Still, it is useful to ignore some of these differences and to try to get a handle on just how much money the world is spending on cloud capacity in its various forms. So the market researchers at IDC sat down and peeled apart a whole bunch of different trackers that they do for various aspects of the IT business to put together a forecast of the “worldwide whole cloud” spending between 2021 and 2025. This is an expensive report, but IDC put a teaser out that let’s us get some insight into how the cloud market is shaped.
IDC has some interesting language to describe this all. To make the distinctions, IDC is calling what used to be public clouds “shared cloud services.” And what we used to call on premises clouds is now being referred to “dedicated cloud services,” and this does not include gear that is purchased in any year to run virtualized and possibly containerized cloudy services for the company through the captive IT department, but it does include any hardware and software that supports these functions that is delivered using a cloudy pricing metric. This is what Hewlett Packard Enterprise calls its GreenLake pricing and what Dell calls its Apex pricing and what we have been calling cloud outposts after the service that Amazon Web Services has been offering for a couple of years. This is a good distinction, and we are going to have a think about how we might adopt it. We still like cloud outposts for this distinction, and think that infrastructure that a company owns to build its own clouds could be called dedicated cloud services.
Let’s drill into this a bit. First, take a look at this image for a view of the overall “whole cloud” market:
As you can see, the “as a service” parts of the cloud market are expected to dominate the “whole cloud” spending in 2021, comprising $385 billion worldwide and including infrastructure, system infrastructure software, platform, and software as a service – what are commonly abbreviated as IaaS, SISaaS, PaaS, and SaaS. This part of the market has a compound annual growth rate of 21 percent between 2021 and 2025, and will reach $809 billion at the end of the forecast period.

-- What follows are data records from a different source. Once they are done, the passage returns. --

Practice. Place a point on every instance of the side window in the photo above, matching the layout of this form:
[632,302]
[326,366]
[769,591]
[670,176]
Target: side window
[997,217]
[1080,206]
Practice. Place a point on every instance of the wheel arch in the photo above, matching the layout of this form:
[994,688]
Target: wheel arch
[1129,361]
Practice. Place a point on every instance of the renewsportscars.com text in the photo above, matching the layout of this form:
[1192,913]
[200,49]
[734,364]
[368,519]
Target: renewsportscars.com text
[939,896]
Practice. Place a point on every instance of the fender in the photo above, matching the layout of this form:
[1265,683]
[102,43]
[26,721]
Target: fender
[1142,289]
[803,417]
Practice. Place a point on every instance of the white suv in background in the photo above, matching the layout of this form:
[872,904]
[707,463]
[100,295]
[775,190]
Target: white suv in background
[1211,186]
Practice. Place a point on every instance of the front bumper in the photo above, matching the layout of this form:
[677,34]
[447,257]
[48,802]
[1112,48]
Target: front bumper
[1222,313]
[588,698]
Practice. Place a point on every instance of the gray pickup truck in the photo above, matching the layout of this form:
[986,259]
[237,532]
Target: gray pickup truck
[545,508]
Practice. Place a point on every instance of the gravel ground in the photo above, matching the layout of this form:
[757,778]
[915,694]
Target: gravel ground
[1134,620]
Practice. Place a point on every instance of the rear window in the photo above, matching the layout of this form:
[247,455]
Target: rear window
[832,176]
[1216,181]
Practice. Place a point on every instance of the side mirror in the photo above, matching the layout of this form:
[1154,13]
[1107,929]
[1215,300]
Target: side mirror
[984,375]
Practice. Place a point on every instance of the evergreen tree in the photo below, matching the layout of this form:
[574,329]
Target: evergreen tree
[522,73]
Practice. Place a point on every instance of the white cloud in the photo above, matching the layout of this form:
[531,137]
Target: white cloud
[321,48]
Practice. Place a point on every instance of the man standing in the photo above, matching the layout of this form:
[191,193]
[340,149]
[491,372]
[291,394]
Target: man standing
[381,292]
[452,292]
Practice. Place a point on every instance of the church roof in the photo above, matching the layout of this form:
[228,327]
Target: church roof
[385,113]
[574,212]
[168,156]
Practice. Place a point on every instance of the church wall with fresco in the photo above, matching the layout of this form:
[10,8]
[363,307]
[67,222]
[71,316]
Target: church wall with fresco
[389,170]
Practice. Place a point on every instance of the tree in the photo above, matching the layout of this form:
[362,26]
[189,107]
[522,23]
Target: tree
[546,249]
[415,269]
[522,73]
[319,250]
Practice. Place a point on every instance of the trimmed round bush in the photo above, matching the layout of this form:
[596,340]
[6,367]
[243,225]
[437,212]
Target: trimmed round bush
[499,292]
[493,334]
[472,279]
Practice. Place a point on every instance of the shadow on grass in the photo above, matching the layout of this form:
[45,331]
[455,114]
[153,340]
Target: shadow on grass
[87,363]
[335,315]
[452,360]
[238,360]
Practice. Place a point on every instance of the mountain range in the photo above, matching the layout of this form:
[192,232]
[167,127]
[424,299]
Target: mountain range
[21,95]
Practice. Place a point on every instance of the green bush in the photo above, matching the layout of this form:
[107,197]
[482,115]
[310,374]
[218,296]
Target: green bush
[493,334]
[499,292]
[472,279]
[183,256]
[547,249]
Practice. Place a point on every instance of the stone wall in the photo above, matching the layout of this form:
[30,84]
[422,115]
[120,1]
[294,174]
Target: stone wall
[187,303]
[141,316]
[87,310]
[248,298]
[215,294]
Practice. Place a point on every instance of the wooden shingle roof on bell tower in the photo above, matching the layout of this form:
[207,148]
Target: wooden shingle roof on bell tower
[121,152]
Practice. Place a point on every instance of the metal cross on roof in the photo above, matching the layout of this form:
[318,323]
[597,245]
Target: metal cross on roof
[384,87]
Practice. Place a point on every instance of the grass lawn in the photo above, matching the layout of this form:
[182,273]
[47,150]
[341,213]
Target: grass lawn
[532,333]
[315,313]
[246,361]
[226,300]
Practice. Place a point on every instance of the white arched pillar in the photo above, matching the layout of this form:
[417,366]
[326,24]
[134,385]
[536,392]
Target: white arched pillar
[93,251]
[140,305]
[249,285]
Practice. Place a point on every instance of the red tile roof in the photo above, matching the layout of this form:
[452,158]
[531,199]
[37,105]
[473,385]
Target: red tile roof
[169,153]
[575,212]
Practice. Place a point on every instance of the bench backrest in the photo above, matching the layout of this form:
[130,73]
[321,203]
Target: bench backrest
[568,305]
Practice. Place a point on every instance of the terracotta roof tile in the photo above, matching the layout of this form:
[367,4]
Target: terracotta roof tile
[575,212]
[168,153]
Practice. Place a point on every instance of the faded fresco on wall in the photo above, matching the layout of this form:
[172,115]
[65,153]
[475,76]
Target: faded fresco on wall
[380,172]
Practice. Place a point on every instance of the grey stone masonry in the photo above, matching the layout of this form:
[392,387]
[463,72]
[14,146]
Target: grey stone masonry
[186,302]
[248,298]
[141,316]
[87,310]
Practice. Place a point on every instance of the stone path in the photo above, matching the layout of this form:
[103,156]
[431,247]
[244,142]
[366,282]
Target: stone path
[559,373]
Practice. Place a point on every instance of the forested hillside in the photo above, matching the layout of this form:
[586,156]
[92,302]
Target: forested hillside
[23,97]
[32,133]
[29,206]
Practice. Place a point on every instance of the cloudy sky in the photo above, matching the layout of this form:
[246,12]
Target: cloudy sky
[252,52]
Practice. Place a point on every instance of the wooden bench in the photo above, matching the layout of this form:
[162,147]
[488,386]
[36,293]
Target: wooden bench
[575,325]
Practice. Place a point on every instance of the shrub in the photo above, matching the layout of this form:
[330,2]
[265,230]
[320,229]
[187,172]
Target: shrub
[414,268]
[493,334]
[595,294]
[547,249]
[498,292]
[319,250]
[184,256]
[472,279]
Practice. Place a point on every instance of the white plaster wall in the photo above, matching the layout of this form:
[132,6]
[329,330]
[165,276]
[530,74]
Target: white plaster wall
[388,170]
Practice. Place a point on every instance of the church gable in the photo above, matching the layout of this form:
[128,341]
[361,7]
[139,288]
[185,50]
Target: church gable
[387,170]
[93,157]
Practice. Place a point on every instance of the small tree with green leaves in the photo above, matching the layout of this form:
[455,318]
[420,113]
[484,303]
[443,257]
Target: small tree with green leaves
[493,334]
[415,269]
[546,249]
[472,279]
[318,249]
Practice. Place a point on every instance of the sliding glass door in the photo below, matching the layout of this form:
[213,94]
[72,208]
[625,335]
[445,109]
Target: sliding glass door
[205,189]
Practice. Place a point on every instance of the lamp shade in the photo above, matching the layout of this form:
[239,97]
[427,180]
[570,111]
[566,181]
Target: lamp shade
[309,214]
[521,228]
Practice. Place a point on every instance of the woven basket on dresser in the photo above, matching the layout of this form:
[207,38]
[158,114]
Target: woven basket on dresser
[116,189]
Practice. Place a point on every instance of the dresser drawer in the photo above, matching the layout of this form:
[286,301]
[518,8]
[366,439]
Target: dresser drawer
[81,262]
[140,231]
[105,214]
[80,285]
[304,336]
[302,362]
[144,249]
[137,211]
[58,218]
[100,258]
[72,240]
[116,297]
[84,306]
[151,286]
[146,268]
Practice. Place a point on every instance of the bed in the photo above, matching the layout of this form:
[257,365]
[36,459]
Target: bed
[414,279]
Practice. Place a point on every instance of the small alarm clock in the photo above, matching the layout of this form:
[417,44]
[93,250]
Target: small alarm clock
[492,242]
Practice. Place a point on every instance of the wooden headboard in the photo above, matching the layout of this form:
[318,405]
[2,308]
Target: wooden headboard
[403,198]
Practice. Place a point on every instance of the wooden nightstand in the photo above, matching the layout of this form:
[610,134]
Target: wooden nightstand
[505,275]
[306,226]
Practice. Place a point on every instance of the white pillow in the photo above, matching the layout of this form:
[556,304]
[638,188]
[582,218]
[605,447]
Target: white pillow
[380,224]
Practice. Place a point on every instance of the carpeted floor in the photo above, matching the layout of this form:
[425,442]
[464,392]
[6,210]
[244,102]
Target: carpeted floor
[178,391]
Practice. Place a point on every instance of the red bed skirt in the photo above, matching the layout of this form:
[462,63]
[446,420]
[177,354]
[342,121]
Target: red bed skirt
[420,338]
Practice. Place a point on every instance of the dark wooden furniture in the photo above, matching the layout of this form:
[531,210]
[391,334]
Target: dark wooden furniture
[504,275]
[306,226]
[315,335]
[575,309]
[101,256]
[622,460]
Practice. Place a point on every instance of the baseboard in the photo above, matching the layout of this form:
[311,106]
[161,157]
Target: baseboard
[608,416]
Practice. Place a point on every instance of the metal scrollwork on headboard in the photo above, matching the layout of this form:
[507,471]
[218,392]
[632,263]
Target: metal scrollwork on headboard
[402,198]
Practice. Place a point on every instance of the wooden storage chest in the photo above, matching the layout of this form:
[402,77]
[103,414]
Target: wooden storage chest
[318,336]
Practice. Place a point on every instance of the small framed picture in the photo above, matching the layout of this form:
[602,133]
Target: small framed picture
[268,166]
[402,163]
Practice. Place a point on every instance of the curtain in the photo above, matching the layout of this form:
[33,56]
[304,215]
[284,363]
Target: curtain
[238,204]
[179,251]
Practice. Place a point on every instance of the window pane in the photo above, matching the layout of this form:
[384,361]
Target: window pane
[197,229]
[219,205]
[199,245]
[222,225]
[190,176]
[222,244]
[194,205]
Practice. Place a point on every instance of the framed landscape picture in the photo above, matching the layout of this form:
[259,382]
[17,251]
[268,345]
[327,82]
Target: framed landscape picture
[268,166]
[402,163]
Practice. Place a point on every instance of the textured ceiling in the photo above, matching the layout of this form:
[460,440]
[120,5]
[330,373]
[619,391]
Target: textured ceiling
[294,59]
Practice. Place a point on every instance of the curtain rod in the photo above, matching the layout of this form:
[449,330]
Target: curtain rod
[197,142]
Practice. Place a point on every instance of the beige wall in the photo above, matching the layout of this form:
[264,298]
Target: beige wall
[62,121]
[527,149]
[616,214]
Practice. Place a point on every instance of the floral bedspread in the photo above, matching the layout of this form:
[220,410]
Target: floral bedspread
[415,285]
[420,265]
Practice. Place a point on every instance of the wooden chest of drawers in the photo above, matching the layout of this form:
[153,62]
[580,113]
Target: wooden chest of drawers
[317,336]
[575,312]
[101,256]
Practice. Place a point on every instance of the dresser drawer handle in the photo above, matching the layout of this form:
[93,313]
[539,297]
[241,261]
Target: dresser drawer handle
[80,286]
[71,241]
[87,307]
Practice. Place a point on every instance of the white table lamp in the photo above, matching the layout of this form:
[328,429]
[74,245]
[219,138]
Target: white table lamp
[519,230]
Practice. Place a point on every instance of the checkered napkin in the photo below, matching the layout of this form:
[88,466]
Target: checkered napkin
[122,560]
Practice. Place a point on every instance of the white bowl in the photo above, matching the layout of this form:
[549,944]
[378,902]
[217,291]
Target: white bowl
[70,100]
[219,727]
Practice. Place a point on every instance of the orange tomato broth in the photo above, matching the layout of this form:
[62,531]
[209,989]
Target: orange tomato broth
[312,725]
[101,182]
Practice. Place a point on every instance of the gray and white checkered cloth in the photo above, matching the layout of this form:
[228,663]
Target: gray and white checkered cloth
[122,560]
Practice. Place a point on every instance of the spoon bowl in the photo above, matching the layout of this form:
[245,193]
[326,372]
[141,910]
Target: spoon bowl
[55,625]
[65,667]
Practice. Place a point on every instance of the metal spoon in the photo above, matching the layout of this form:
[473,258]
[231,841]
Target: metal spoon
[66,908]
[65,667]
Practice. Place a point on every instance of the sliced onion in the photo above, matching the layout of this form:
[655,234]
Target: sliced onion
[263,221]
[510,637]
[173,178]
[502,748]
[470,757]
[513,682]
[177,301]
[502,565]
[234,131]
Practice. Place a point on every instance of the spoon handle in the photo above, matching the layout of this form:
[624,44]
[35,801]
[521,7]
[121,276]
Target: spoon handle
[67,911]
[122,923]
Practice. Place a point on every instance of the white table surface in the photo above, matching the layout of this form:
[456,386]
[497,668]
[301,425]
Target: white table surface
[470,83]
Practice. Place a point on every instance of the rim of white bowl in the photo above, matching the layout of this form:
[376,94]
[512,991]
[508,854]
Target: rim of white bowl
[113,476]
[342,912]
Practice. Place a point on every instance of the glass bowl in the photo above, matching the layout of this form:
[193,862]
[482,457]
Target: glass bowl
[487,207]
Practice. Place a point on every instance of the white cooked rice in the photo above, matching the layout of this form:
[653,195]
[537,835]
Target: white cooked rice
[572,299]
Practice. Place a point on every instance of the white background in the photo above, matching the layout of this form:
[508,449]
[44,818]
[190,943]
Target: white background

The dedicated cloud services – what we call cloud outposts, is starting from a much smaller base of $5 billion in 2021, but will have a 31 percent compound annual growth rate of 31 percent, which by our math means it will reach about $14.8 billion in 2025.
Now, if you take into account professional services and managed services – these are shown in green in the pie charts above – for cloudy wares and add it all up, then the whole market is $706.6 billion in 2021 and will rise to $1.3 trillion by 2025, which works out to a compound annual growth rate of 16.9 percent.
This may not be a perfect way to think about cloud spending, but it is better than any other market casing we have seen in a long while.